A very small but significant increase in the frequency of chromosomal aberrations was described at the highest tested CAP dose-levels (5.5mg/ml, Sheldon et al., 1989; 7.5mg/l, Kristiansen et al., 1989). A likewise small but dose dependent increase in chromosomal aberrations in human lymphocytes was described by Howard et al. (1985) at doses of 270-2750 µg/ml with and without auxiliary metabolic activation.

Summarizing the vast amount of negative in vitro assays and comparing them to the exclusive findings in human primary lymphocytes at high cytotoxic concentrations, by means of a weight of evidence it can be anticipated that caprolactam is not genotoxic in vitro.

 

For a comprehensive overview, the large amount of additional genotoxicity studies was partly combined by assay read out (e.g. chromosomal aberration, gene mutation, SCE) in the IUCLID5 file. All of them supported the above mentioned results.

 

Genetic toxicity in vivo

Weight of evidence:

1) Chromosomal aberration assay in bone marrow cells of mice, gavage application.

Adler, I.D. & Ingwersen,(1989), Mutat. Res. 224, 343-345.

2) Chromosomal aberration assay in bone marrow cells of mice, intraperitoneal application.

McFee, A.F. & Lowe, K.W. (1989), Mutat. Res. 224, 347-350.

3) Mouse micronucleus assay in bone marrow cells, gavage application.

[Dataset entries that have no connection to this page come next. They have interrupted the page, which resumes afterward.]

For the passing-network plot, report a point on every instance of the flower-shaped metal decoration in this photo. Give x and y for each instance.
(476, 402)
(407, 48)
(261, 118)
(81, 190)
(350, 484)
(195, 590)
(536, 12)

Sheldon, T. (1989), Mutat. Res. 224, 351-355.

4) Mouse micronucleus assay in bone marrow cells, 3 subsequent intraperitoneal applications.

Shelby et al. (1993), Environm. Molec. Mutagenesis 21, 160-179.

5) SCE-assay in bone marrow cells of mice, intraperitoneal application.

McFee, A.F. & Lowe, K.W. (1989), Mutat. Res. 224, 347-350.

6) Assay for unscheduled DNA synthesis (UDS) and DNA strand breaks (SB) in hepatocytes of rats, gavage application.

Bermudez, E. et al. (1989), Mutat. Res. 224, 361-364.

 

No chromosomal aberrations were induced in bone marrow cells of mice treated with caprolactam orally via gavage in dose levels up to 1000 mg/kg bw (Adler and Ingwersen, 1989) or intraperitoneally in dose levels up to 700 mg/kg bw (McFee and Lowe, 1989).

Simillarly, no micronuclei were induced in bone marrow cells of mice treated with caprolactam orally via gavage in dose levels up to 700 mg/kg bw (Sheldon, 1989) or 3 times intraperitoneally in dose levels up to ca. 500 mg/kg bw (Shelby et al., 1993).

Finally, no induction of DNA strand breaks or unscheduled DNA synthesis was observed in hepatocytes of rats gavaged with CAP (750 mg/kg bw, Bermudez et al., 1989) and no induction of SCE was observed in bone marrow cells of mice intraperitoneally dosed with CAP (up to 700 mg/kg bw, McFee and Lowe, 1989). 

 

The results of two mouse spot test performed in two independent laboratories with two different mouse strains were ambiguous. 

In one experiment treatment of heterozygous pigment precursor cells in embryos with up to 500 mg/kg bw resulted in a slight increase in the frequency of colored spots in adult animals (Fahrig, 1989). Statistical significance was only obtained in 1 of 3 experimental groups. Similar results were obtained in the second laboratory with maximal dose levels of 700 mg/kg bw (Neuhäuser-Klaus & Lehmacher, 1989). Again slight increase in the frequency of colored spots was observed only gaining statistical significance in 1 of 5 replicates and exhibiting no signs of dose dependency.

The nature of these spots in both experiments suggested that they may have been the result of the induction of mitotic recombination and not as a result of mutagenicity. Induction of mitotic recombination is presumably secondary to the high, dose dependent toxicity of caprolactam observed under the conditions of the assay (mortality, loss of litter). Therefore the relevance of this effect remains unclear.

 

Combining all results, CAP showed neither mutagenic nor clastogenic potential with respect to most of the different genetic endpoints tested. Few in-vitro and in-vivo tests show induction of mitotic recombination; however these effects remain unclear, especially taking into account the negative results in rats and mice carcinogenicity bioassays (NTP, 1982).


Endpoint Conclusion:

Justification for classification or non-classification

No indication for a genotoxic potential was found in vitro and in vivo.